Olympic medal record

Art competitions

= Adolf Hoch =

Austrian architect

Opernpassage, a pedestrian underpass near the State Opera in Vienna, designed by architect Adolf Hoch 1954-1955

Adolf Hoch (June 17, 1910 - May 24, 1992) was an Austrian architect. He was born in Winterberg, Austrian-Hungarian Empire.

In 1948 he won a gold medal in the art competitions of the Olympic Games for his "Skisprungschanze auf dem Kobenzl" ("Ski jumping hill on the Kobenzl"). Hoch was the last Austrian gold medalist in art competition.

He was the architect of the Opernpassage in Vienna, a pedestrian underpass of the most busy crossroads of the city near the opera house. It was built in 1955 and opened on 4 November 1955, one day before the reopening of the Vienna State Opera after World War II. Since then it has been a symbol of the modern spirit in architecture and urban planning in Vienna. Cooperating with the Federal Office for the Protection of Monuments in Austria the City of Vienna undertook a complete restoration of the structure, which was reopened on 17 September 2013.

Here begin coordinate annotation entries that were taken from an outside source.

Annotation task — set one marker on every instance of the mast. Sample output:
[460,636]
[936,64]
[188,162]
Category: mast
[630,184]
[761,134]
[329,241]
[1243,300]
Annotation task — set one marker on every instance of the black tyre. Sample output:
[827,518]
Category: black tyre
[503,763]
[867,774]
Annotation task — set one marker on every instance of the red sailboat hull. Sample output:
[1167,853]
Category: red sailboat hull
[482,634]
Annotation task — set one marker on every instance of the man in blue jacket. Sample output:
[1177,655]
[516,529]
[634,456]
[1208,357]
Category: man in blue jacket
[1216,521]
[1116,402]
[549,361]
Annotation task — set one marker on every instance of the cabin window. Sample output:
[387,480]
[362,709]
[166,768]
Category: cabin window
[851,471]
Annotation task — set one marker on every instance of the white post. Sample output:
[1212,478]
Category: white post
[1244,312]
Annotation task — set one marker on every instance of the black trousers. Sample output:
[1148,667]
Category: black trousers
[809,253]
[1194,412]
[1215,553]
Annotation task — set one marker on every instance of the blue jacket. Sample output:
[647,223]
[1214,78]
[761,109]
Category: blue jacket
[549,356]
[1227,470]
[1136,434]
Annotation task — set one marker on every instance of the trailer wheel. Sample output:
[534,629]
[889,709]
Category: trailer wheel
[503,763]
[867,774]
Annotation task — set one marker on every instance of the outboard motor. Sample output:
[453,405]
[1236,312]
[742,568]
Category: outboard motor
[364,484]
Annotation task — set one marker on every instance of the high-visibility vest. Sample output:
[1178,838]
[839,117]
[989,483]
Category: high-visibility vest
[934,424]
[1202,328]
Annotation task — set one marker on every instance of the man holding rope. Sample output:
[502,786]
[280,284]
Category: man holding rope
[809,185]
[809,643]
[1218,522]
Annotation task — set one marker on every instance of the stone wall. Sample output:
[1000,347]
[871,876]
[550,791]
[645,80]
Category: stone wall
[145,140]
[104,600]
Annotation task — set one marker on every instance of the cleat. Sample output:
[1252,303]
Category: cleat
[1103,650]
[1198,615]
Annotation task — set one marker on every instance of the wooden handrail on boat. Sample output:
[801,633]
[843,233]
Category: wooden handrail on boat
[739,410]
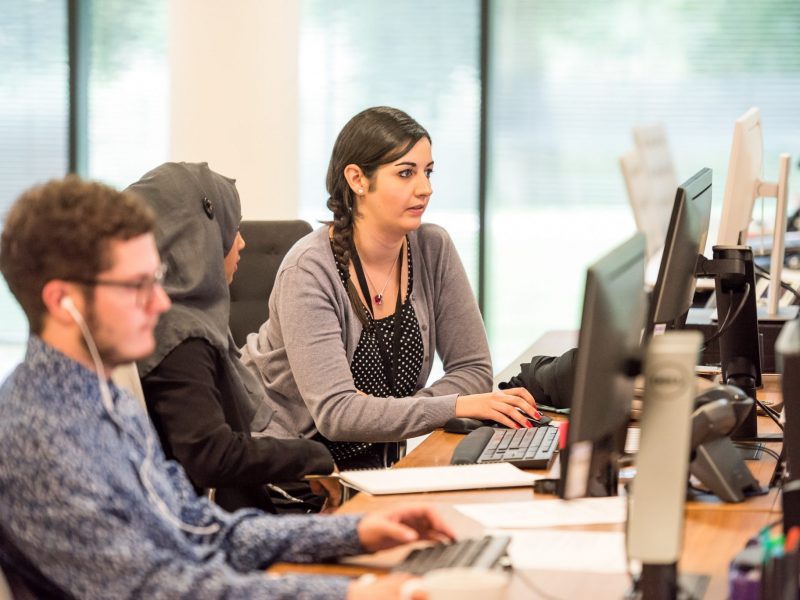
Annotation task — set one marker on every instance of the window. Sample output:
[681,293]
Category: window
[34,88]
[127,126]
[122,124]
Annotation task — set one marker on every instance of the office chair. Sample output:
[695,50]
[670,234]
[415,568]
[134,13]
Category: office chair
[5,590]
[651,182]
[267,242]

After the completion of the Opernpassage Hoch was asked to design three other pedestrian passages below ground crossing the Vienna Ring Road. Between 1961 and 1964 the Bellariapassage, the Babenbergerpassage and the Albertinapassage were built. The Bellariapassage now connects to the Vienna U-Bahn, the other two lost their function and are used as party locations since the turn of the millennium.